# hide pc on lan



## ishaan (Jan 20, 2005)

hi

is there ne way i can make my pc 'invisible' on a lan so other pc's cant c it wen dey say 'view all workgrup computers' they wont b able 2 c mine but still, file sharing will b on n i can c other computers ?

i would prefer a way w/o installing firewalls,etc and without changing workgroup name


----------



## sakumar79 (Jan 21, 2005)

Hi Ishaan,
   I am guessing you want computer A to be invisible in LAN WORKGROUP but still be able to access the network computers. I am assuming that when you say that you dont want other systems to see you, you also dont want to share any data on your system A. In that case, I think that removing all shares should do the trick. Not sure about it, it might depend on the OS u are running on A and on the other networked computers...
Try and let me know, also if it does not work, pl. specify OS in system A and in the other networked computers....

Arun


----------



## sting (Jan 21, 2005)

if u using MS XP or 2000 try this 

on the command prompt 

net config server /hidden:yes


----------



## krazydude (Jan 22, 2005)

> if u using MS XP or 2000 try this
> 
> on the command prompt
> 
> net config server /hidden:yes



Did not work for me and I am using win2k


----------



## ishaan (Jan 23, 2005)

thx 4 responses. i use win xp pro.

net config server /hidden:yes <-- did not work 4 me.

i dont want other computers 2 see me, but not because i dont want to share files. i just dont want the other users (dad,mom)2 kno when im online.

my pc is computer A. sometimes i use the other pc's also like B and C, then i wud like 2 share data from A, so it shouldnt be a permanent thing dat makes A invisible on the network.


----------



## alib_i (Jan 24, 2005)

installing firewall does help in this respect
comp doesnt ping .. and sharing is blocked

-----
alibi


----------



## pag_floyd (Jan 25, 2005)

dunno abt hiding the PC on LAN, but u can surely hide the data u share..... terminate the name of the shared directory with a '$' sign to make that directory invisible to other LAN users accessing ur comp. 

Only programs like 'netscan' can see that directory.
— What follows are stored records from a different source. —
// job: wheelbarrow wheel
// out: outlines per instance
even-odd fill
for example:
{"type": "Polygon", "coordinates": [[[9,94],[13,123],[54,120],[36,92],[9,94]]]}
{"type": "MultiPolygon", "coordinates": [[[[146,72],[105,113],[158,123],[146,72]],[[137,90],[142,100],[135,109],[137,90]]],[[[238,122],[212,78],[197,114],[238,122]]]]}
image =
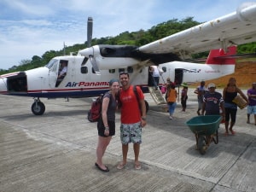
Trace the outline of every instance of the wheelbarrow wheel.
{"type": "Polygon", "coordinates": [[[207,152],[207,143],[204,136],[200,136],[198,138],[198,149],[201,154],[205,154],[207,152]]]}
I hope ur parents don't use that Program. 

But u can easily access the directory by typing in the path.

e.g. directory 'demo$' would be invisible
by typing _path_/demo$.... u can access the dir.


----------



## ishaan (Jan 25, 2005)

thanks 4 da help guys...i jus changed my parent's workgroup lol

and dat $ trick is really helpful thanks dude


----------